Pekala Türkiye neden bu sıkıntıları yaşıyor? Neden bu terör belasıyla en acı ve dramatik şekilde karşılaşıyor?

“Her kutlu doğum sancılı olur” sözünü unutmayalım. Türkiye’nin bölgesel liderliği yakındır. Şuanda zaten terör örgütlerinin ittifaken saldırmalarının nedeni de aslında gelecek günlerdeki “Güçlü Türkiye” olgusunun hissedilmesidir. Bölge ile ilgili hesapları olan güç sahipleri kendilerince ülkemize “ayar” vermeye çalışmaktadırlar. Doğu ve Güneydoğuda yaşadığımız terör hadiselerinin de, mülteci krizini yaşamamızın da arkasındaki ana  neden budur. “Güçlü Türkiye’nin” ayak seslerinin işitilmesidir.  Amaç yarın masada oturacak Türkiye’yi zayıflatmaktır. Çünkü o masada baş rolde oturmamız engellenemez bir gerçektir.  Hele de “Dünya beşten büyüktür.” diye BM’ye sert eleştiriler yapan ve “Bağımsız Türkiye” vurgusuyla egemen güçlere meydan okurcasına çıkışlar yapan bir Devlet başkanı varsa, ülkemize bu tarz taşeron örgütlerce “vekalet terör” yaşatılması maalesef yaşanıyor ve yüreklerimizi yakıyor. Ama emin olun ki; “Karanlığın en kesif ve yoğun olduğu an sabahın en yakın olduğu andır.”

Çok üzgünüm ve içim acıyor, belki bu söyleyeceklerime ağır eleştiriler de gelecektir ama dile getirmeliyim ki; ülkemize bu saldırılar devam edecektir ve üzerimize gelmeyi sürdüreceklerdir. İşte bu noktada bizim teröre, kolonyalistlere, emparyalist faşizanlara karşı, bir ve beraber durabilme olgumuz öne çıkmaktadır. Dahildeki siyasi ayrılıklar, ihtilaflar, husumetler, hariçten gelen tehlikeye ve ülkemize yönelik terör saldırılarına karşı yerini mutlak ve mutlak ittifak ve birliğe bırakmalı, bir, beraber ve tek ses olarak hareket etmeliyiz.
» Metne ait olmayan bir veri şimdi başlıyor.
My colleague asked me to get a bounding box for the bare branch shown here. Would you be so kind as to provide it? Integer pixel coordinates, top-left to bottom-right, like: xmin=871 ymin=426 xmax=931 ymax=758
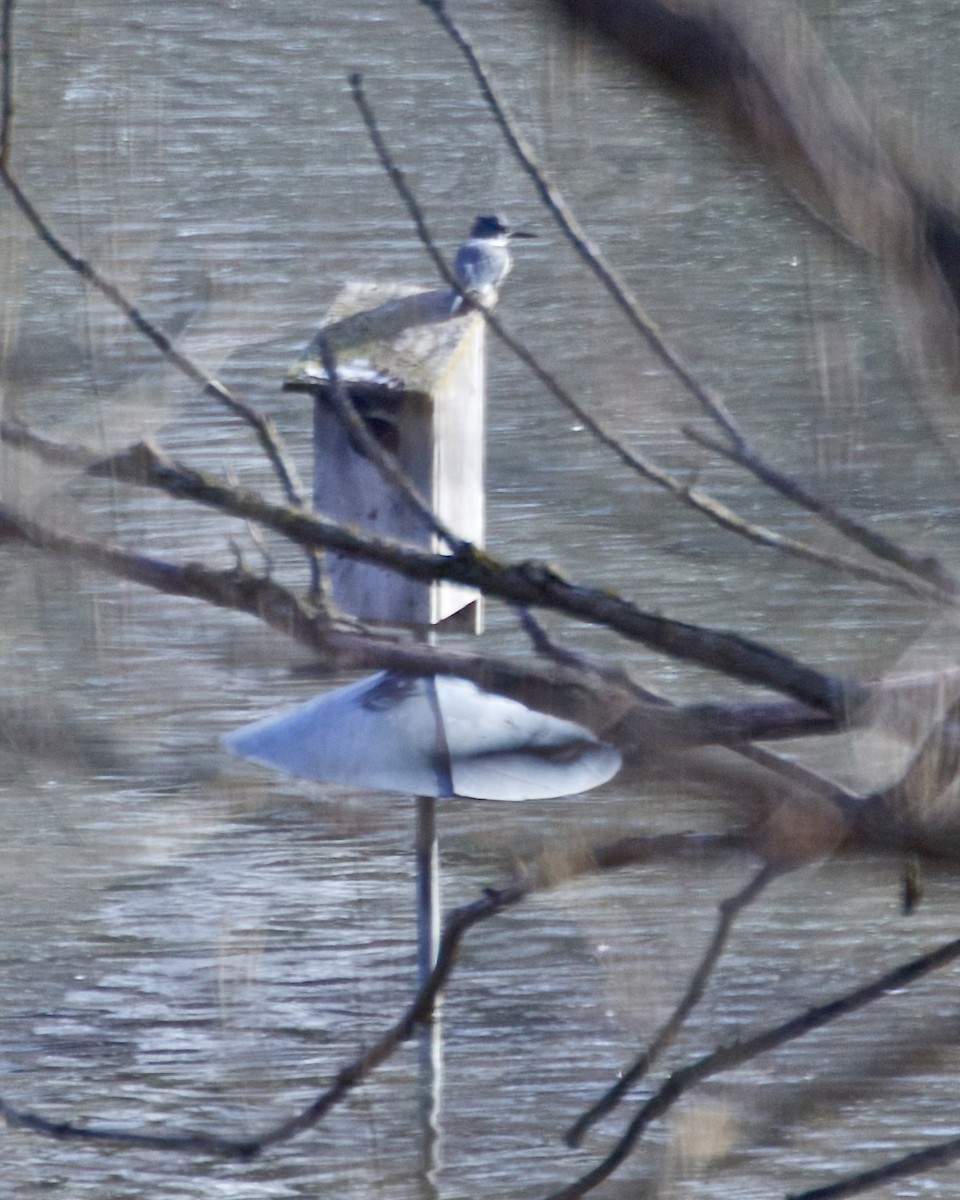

Unutmamalıyız ki; herkesin bir hesabı varsa hesapların en büyüğü Allah’ın hesabıdır ve Türkiye’ye ümmetin duası sürekli gelmektedir. Bilelim ki; “mazlumun ahı indirir şahı”… Bizler yeter ki kendimize gelelim, Türkiye ve Türklerin neler yapabileceğini, izzetini, azametini hatırlayalım ve bu coğrafyada biz olmadan yani Türkiye Cumhuriyeti olmadan kimsenin hiç bir şey yapamayacağını bilip ona göre büyük düşünelim, büyük adımlar atabilelim. İnanıyorum ki önümüzdeki yıllar Türk ve Türkiye yılları olacaktır.

Kuran’ı kerim’de  Yüce Allah buyurur ki: “Onlar ağızlarıyla Allah'ın nurunu söndürmek istiyorlar. Halbuki zalimler istemese de Allah nurunu tamamlayacaktır.”

Daha fazla söze gerek yok sanırım, bir sonraki Bir Potre'de buluşmak ümidi ile sağlıcakla kalın, Allah’a emanet olun sevgili okurlarım.